Stranieri Ovunque – Foreigners Everywhere is the evocative title of the sixtieth edition of the 2024 Art Biennale, curated by Adriano Pedrosa, which can be visited between the Gardens and the Arsenale until 24 November 2024. “The expression Stranieri Ovunque has more than one meaning. First of all, it means that wherever you go and wherever you are you will always encounter foreigners: they are/we are everywhere. Secondly, that regardless of one’s location, deep down one is always truly a foreigner,” explains Pedrosa.

It is no coincidence that in most languages ​​the word “foreigner” is associated with the concept of stranger, while in Portuguese “o estranho” indicates the strangeness that is intimately familiar. An excellent description of today’s world, “full of multifaceted crises that express differences and disparities conditioned by identity, citizenship, race, gender, sexuality, freedom and wealth”.

Arsenal

Stranieri Ovunque is not only the title of the Biennale, but it is also the name of the colorful neon sculptures of the Claire Fontaine collective – born in Paris and based in Palermo – exhibited in the Arsenale alle Gaggiandre. The installations report the words “foreigners everywhere” in more than fifty languages, including some extinct indigenous ones, evoking a sense of alienation in a highly globalized society: each of us can be a stranger to someone or something in our lives. The exhibition is divided between the Central Pavilion in the Giardini and the Arsenale into two distinct nuclei: Contemporary Nucleus and Historical Nucleus. The first focuses on connected subjects such as the queer artist, who moves within different sexualities and genders; the outsider artist, who finds himself on the margins of the art world typical of the self-taught; the so-called folk or popular artist; the indigenous artist, often treated like a stranger in his own land.

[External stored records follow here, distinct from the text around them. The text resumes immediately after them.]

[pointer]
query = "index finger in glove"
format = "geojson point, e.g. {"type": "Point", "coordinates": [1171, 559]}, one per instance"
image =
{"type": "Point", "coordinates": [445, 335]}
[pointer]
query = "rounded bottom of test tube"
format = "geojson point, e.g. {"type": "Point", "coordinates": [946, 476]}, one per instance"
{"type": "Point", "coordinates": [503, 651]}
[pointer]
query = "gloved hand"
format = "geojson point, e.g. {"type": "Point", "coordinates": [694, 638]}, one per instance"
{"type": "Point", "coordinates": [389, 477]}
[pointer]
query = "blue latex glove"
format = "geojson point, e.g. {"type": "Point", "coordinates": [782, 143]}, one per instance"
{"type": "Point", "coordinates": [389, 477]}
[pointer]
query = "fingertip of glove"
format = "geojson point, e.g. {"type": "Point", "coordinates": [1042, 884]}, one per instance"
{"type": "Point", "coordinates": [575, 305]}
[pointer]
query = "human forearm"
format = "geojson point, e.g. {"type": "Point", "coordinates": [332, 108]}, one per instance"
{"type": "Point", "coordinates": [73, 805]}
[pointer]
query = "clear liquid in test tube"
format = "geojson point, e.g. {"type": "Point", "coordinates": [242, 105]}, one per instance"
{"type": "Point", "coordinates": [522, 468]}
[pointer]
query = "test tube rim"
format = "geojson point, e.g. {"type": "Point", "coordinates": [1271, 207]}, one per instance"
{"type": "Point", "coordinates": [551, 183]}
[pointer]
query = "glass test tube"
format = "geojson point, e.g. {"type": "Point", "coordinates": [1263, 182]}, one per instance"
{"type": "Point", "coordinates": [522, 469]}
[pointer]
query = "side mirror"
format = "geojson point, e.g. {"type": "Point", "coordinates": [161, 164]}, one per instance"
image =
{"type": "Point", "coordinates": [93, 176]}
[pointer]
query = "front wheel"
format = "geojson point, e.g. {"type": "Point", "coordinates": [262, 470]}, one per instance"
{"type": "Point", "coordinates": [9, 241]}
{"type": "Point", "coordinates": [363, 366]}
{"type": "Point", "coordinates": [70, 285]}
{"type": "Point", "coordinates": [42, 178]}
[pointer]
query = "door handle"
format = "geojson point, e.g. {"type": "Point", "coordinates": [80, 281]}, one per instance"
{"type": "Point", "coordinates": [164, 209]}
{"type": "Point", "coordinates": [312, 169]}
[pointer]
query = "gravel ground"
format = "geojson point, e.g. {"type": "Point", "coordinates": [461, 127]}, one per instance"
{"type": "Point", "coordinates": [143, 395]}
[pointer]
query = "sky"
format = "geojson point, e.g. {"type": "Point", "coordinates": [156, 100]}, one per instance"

The Historical Core, on the other hand, is composed of 20th century works from Latin America, Africa, Asia and the Arab world and includes three rooms in the Central Pavilion: the room entitled Photographs (with works by 112 artists), the room on Abstractions (37 artists present) and a third room dedicated to the Italian artistic diaspora in the world throughout the 20th century (forty authors placed in the glass and concrete easel displays by Lina Bo Bardi, winner of the special Golden Lion in memory of the Biennale Architecture 2021).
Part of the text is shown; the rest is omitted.